Dezavantajı avantaja çevirmek diye bir şey varmış! Zor zamanlardan geçtiğimiz şu günlerde teslim olmak yerine, üretmeye devam ediyorum. Evimdeyim. Köklerime indim. Uzun zaman sonra ilk kez kendimle baş başa kaldım. Düşünecek, üretecek, askıya aldığım her işimi iyileştirecek bir zamanlamadayım. Şimdi zaman kriz yönetme zamanı. Oturup hiçbir işe yaramama zamanı değil. Daha çok üretme, daha çok kenetlenme, çoğalma zamanı.
Yepyeni bir koleksiyon hazırladım. İnanılmaz keyif alarak yapıyorum işimi çok yakın dostlarım bilir. Koleksiyon bitmek üzereyken ve her şeyin planlaması yapılmışken askıya almak zorunda kaldım işlerimi. “Koleksiyon iyileştirme” diye bir şey vardır. Her sene koleksiyonum bittiğinde bu “iyileştirme” sürecini bulamıyordum. İlk kez bu süreci yaşıyorum. Koleksiyonda eksik bulduğum parçaları tamamlıyor, yeniden eskizler çiziyorum. Fazla bulduğum parçaları şimdilik askıya alıyorum. Yeni fikirler, yeni dokular, renk bloklamaları ve stylingi de yeniden revize ediyorum. Ve çıkan sonuçtan oldukça mutluyum!
Müzikle ilginiz hangi düzeyde? Şu sıralar neler dinliyorsunuz?
Sanırım müzik olmadan çalışamam, yaşayamam, üretemem. İşte, evde her yerde kulağımda olmalı. Beni inanılmaz besliyor. Evimde sürekli plak dinliyorum. Ses kalitesi, duygusu daha yüksek benim için. Son günlerde Bıllıe Holiday, Lena Horne, Nına Sımone, Percy Sledge, Ben E. Kıng, James Brown, Barbara George gibi isimlerin plaklarını aldım. Zamanda yolculuk yapıyorum. Özellikle Percy Sledge 'nin "When A Man Loves A Women" a bayılıyorum.
Bu yaşadıklarımız gelecek planlarınızı nasıl değiştirdi? Şimdi sırada ne var?

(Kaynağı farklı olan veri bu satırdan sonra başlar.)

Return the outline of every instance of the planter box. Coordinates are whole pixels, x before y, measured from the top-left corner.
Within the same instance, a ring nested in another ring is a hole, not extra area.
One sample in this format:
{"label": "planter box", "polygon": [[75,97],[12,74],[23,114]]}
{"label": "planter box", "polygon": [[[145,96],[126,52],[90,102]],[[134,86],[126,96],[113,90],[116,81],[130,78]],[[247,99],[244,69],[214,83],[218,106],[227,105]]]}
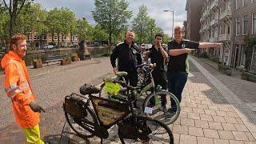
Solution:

Kendi markamla ilgili yepyeni bir sürece giriyorum, aslında tasarımcılar için sağlıklı bir süreç başlıyor. Yenilenen dünyada el işçiliğin, sanatın, zanaatın kıymetinin artacağını düşünüyorum. Özel dikimin, kaliteli kumaşın ve ürünün daha katma değer kazanacağını bir döneme giriyoruz. Yenilenme ve yapılanma sürecindeyiz. Biraz da yeni dünya anlayışı öğretecek bize neler yapmamız gerektiğini bu süreçte.
Genel olarak moda dünyasında da da sürdürülebilirlik, empati gibi kavramların öne çıktığını gördük. Sizce moda ve tasarım dünyası, kendini dünyaya karşı daha sorumlu hissedecek mi? Trendler ne yönde değişecek?
Hızla gelişen ve değişen dünyada fast-fashion akımının içinde birçok markanın birbiriyle yarış edercesine "Nasıl kalitesiz üretim yapabilirim?" sorularıyla oluşturdukları kargaşayı yakından üzülerek izlemekteyim. Bu hızla gelişe, değişen ve para hırsıyla kavrulan dünyada doğanın bize nasıl olumsuz tepkiler verdiğini hepimiz görmekteyiz. Bireysel olarak herkesin bu anlamda üzerine düşeni yapması gerekiyor. Hızlı tüketimle beraber modada bir stilden bahsetmek mümkün değil. Örneğin ben 90'lardan sonraki moda trendlerini moda akımlarını size anlatamam. Hızlı tüketim çağı maalesef bu kavramları da hızlı tüketmeye neden oldu.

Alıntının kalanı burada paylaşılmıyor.